昨日とは打って変わって天候が回復した19日。気温は低く薄ら寒いものの、晴れ渡ってくれただけでも御の字だ。午後には、カンヌの目抜き通り“クロワゼット大通り”の景観撮影に繰り出せた。


◆プライベート・ビーチを有する超高級ホテルと有名ブランド・ショップが立ち並ぶクロワゼット大通り!

 南仏コートダジュールの高級リゾート地として知られるカンヌの市街地は、こじんまりとしているが、街が映画祭一色に染まるこの期間中は、人気スターや監督、製作者、配給業者にジャーナリストと、業界関係者が大挙して訪れる上、スターの晴れ姿を一目でも見ようというファンや観光客も詰めかけるので、ビーチ沿いのメイン・ストリート“クロワゼット大通り”は朝から晩まで大賑わいとなる。
 全長約3kmのこの通りにはグッチやシャネルを始めとする有名ブランド・ショップや超高級ホテルが建ち並んでいるのだが、中でもハリウッド系のスターが多く宿泊するカールトン(歴史的建造物に指定される白亜のデラックス・ホテル)と、審査員や大物スターが宿泊するマジェスティック・バリエールは、大手製作会社&配給会社の派手なプロモーションや記者会見等が行われるため、セレブの出入りの多いホテルの双璧で、警備も厳重だ。ともに“クロワゼット大通り”を挟んだ先にプライベート・ビーチと桟橋を所有しており、そこでは連夜、豪勢なパーティが開かれている。また大通りの東側にあり、記者会見やインタビュー、ジャンケットの会場としても多用されている高級リゾート・ホテル、マルティネスの車寄せ周辺は、スターの出待ちをするファンで黒山のような人だかりになることも。


◆併催される“監督週間”と“批評家週間”部門は、ともに“クロワゼット大通り”に面したホテル内が上映会場!
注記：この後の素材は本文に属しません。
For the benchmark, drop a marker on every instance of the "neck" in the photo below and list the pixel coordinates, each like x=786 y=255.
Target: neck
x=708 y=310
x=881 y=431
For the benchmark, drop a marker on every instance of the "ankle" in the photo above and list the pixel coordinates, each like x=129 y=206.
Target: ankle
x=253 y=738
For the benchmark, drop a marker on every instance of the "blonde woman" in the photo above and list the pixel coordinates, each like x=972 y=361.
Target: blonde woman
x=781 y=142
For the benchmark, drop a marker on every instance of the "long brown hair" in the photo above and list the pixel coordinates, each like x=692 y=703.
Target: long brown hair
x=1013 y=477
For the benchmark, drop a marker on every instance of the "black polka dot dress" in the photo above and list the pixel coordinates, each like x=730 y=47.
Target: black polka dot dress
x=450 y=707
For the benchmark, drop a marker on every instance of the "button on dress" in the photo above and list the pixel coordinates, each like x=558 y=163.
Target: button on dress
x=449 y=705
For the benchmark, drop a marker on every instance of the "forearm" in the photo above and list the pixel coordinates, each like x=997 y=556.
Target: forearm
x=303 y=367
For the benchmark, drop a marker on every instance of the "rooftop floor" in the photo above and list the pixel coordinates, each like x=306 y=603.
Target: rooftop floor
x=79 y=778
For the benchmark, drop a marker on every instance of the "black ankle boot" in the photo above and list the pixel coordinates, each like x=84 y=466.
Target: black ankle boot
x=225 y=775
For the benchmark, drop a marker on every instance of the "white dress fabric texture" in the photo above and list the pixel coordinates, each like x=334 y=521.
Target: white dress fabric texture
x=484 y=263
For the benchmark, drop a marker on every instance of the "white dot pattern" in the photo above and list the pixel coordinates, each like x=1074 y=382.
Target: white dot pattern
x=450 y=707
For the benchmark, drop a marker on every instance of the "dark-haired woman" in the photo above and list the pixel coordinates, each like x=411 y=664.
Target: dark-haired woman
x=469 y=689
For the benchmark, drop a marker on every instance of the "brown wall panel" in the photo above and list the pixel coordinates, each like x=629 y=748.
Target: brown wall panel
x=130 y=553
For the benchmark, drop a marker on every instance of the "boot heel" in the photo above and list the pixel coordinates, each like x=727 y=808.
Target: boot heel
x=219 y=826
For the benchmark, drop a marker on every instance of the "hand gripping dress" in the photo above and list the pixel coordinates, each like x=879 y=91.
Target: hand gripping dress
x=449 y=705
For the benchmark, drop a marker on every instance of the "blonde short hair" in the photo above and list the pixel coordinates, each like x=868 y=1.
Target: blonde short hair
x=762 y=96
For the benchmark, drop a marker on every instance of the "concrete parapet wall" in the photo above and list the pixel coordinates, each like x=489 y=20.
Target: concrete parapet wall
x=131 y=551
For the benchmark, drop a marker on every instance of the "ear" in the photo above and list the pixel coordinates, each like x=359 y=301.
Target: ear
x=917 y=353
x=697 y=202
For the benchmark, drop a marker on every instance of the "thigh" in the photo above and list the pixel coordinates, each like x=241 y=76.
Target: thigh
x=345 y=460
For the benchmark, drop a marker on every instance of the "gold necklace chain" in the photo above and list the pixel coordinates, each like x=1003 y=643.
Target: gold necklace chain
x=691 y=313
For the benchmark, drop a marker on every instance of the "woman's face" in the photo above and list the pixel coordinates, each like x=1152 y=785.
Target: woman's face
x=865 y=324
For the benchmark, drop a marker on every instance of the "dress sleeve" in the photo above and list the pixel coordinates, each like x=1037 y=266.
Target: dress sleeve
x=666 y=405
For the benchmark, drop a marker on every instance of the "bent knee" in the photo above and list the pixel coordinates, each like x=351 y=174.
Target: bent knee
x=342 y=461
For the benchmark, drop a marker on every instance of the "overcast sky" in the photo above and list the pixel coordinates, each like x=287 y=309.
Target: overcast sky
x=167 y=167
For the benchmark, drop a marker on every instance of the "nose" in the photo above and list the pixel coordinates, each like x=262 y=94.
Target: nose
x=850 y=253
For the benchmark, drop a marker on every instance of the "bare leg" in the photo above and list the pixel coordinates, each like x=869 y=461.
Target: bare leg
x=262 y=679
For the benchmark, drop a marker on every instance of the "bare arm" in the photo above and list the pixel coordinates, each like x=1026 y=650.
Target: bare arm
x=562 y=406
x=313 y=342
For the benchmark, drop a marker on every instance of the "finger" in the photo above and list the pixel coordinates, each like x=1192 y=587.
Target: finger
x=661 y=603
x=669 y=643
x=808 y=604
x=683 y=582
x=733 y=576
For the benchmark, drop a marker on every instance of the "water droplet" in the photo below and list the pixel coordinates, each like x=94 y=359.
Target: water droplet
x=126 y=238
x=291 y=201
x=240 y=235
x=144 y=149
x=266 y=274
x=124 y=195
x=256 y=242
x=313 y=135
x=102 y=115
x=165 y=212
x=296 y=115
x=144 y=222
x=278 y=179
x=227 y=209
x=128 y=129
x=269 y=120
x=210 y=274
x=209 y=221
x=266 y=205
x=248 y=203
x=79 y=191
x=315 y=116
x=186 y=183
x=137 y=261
 フランス監督協会が主催する“監督週間”部門は、JW マリオット・ホテルの地下にあるクロワゼット劇場がメイン会場で、その事務局と記者会見場はホテルの隣接地に仮設されている。毎年“監督週間”では、この部門に貢献した監督を讃える「黄金の馬車賞」を贈与しており、今年はジェーン・カンピオンに贈られた。
 “監督週間”の今年の上映作品は、長編21本と短編9本。ここ数年、作品選定ディレクターが度々変わっているので、作品傾向は流動的なのだが、2年連続で日本映画が出品されていないのが気にかかるところだ。
 監督の第1作目&第2作目を対象とする長編と枠に捕われない短編、そして特別上映作で構成される“批評家週間”部門は、フランス映画批評家組合(SC)の主催で、メイン会場はミラマー・ホテル。で、この部門の今年の目玉作品は、23日にクロージング上映される『3×3D』。3人の鬼才監督、ピーター・グリーナウェイ、ジャン=リュック・ゴダール、エドガー・ペラが、ポルトガルを舞台に3Dで撮った、オムニバス3作品だ。


◆パブリック・ビーチに設置された屋外スクリーンで名作映画を鑑賞できる“シネマ・ドゥ・ラ・プラージュ”

 映画祭期間中の夜半、メイン会場パレ・デ・フェスティバルにほど近いパブリック・ビーチに巨大な野外スクリーンが出現する。カンヌの浜辺の砂はとても細かく(二ースの海岸は大きめの砂利!)、沖合をゆっくりと通り過ぎる豪華客船の姿も優雅! カジノの裏手にあるハーバーにはゴージャスなヨットが連なって停泊し、リゾート気分を大いに盛り上げている。そんな夜の浜辺でゆったり寝転びながら名作映画を無料で鑑賞できるのが“シネマ・ドゥ・ラ・プラージュ”だ。これは映画祭の公式部門のひとつで、入場に制限は無く、一般の人も鑑賞できる好イベント。今年は10作品がラインナップされている。問題は空模様に左右されることで、雨に祟られるとNG。だが、今宵21時半から上映されるインド映画『ボリウッド ザ・グレート・ラブストーリー・エヴァー・トールド』は、何とか楽しめそうだ。


◆海岸沿いに出現したインターナショナル・ビレッジでは、各国の映画機構が自国映画を強力プッシュ!

 各国の映画機構が出展し、自国映画をプロモートするパビリオンが海岸沿いに立ち並ぶ映画村(インターナショナル・ビレッジ)だ。このテントの中では、映画のプロモーションを円滑にすべく、色々な趣向を凝らしたミニ・カクテル・パーティをそこかしこで行っており、人気の交流の場となっている。ここ数年、日本はパビリオンの出展を断念しているが、邦画全体のプロモーションを行うジャパン・ブースは例年通りパレ・デ・フェスティバルの地下1階に設置。さらに今年は、短編映画に特化した“ジャパン・ショート・ブース”をショートフィルムコーナーに初出展し、積極的にプロモーション活動を行っている。
 また、パレ・デ・フェスティバルに隣接する“リヴィエラ”は、世界中の映画会社のセラーとバイヤーたちが交渉を繰り広げる映画見本市(マルシェ)の商談の場。ここには日本の映画会社やTV局の多くも個別に海外セールス用のブースを出して自社の映画の宣伝と売り込みに励んでいる。

 ところで、これまで何度も言及してきた映画祭のメイン会場“パレ・デ・フェスティバル”だが、その中には、大スクリーンを誇るリュミエール(2300席)、ドビュッシー(約1000席)、中規模のブニュエル、小規模のバザンなど、仏映画人の名前を冠した大小様々な上映会場がある。さらには公式記者会見場や“批評家週間”部門の事務局、プレスセンター、レセプション会場から小試写室、地下のマーケット・ブースまでを備えた巨大な複合施設だ。1982年からカンヌ映画祭のメイン会場として使用されており、リュミエール劇場の入り口正面に敷かれたレッドカーペットを有名スターがフラッシュを浴びながら歩く姿はカンヌ名物の1つ。この映画祭以外にも様々なイベントが年間を通して催されており、会場前の広場には有名なスターや監督の“手形”が並んでいる。